The idea is to make the most of VLC even in daylight when indoor lighting would typically be turned off. What’s more, mobile users relying on VLC see how shining light to a receiver can drain their batteries. Using off-the-shelf, low-cost LEDs and photodiodes, the researchers came up with novel data encoding and LED driving schemes they presented in a paper, “The DarkLight Rises: Visible Light Communication in the Dark”

They had to tackle various challenges, such as designing an effective driving circuit that would react sufficiently fast (in nanoseconds) for minimal delay and to boost the gain of low cost photodiodes (for improved communication distance).

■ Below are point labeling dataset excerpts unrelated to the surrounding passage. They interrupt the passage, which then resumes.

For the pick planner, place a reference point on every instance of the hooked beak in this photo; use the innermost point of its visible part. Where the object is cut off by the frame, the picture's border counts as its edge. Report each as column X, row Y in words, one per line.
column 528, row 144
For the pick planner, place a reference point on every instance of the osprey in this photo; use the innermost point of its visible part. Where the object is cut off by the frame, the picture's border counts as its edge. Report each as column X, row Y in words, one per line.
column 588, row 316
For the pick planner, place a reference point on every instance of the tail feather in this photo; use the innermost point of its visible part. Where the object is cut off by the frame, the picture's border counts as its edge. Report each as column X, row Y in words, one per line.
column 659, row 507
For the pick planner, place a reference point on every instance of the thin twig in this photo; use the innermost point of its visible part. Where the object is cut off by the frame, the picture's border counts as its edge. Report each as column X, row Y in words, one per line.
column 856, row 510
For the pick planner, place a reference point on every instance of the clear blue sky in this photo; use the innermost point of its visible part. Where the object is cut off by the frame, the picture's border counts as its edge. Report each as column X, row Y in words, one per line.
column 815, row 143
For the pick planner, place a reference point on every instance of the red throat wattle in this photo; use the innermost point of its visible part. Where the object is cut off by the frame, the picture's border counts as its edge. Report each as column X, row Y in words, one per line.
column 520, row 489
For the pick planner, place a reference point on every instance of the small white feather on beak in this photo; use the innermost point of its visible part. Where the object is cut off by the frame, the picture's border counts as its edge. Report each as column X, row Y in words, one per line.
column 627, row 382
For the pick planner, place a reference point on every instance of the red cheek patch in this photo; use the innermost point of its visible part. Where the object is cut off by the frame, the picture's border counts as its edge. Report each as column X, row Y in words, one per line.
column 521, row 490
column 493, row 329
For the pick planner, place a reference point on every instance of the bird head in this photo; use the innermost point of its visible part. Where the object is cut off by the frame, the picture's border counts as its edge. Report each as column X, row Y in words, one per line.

They also optimized a lightweight modulation scheme to maximize the number of bits encoded within the ultra-low LED duty cycle and developed a robust demodulation scheme to reliably extract the bits from the light pulses.

“DarkLight”, as they call this invisible VLC implementation, achieves 1.6kbps data rate and supports up to 1.8m of communication distance while drastically reducing the power consumption of the LED front end from 19.8W to 104mW. They achieved that with 500ns light pulses and a LED duty cycle of only 0.007%, making the DarkLight LED indistinguishable from a LED in the “off” state.

They say DarkLight broadens the applicable scenario of VLC, as it could just be a special mode that a VLC link could seamlessly switch to, whenever perceptible light beams are not desired (in a sunny day or even at night when one would want to connect discreetly). This mode would allow light-based communication to be always-on, regardless of the actual light luminance.


Interestingly, DarkLight also adapts its LED duty cycle based on the ambient light, so that it can run at the maximum LED duty cycle while keeping its luminance imperceptible to human eyes (it uses look up tables based on an extensive study on user perception).

The researchers also looked at how a receiver could decode bits from light pulses emitted by multiple LEDs simultaneously, differentiating multiple simultaneous bit streams from different LEDs based on the fact that each LED has its own set of time slots for data encoding.

Next, the researchers hope to boost DarkLight’s data rate and range, exploring higher-end LEDs and photodiodes to figure out DarkLight’s ultimate limit. They may even consider more advanced driving circuit designs such as pulse shaping techniques to generate shorter and higher light pulses. The novel VLC encoding scheme could also be applied to IR, to lower IR energy for eye safety and this is also something they will be investigating.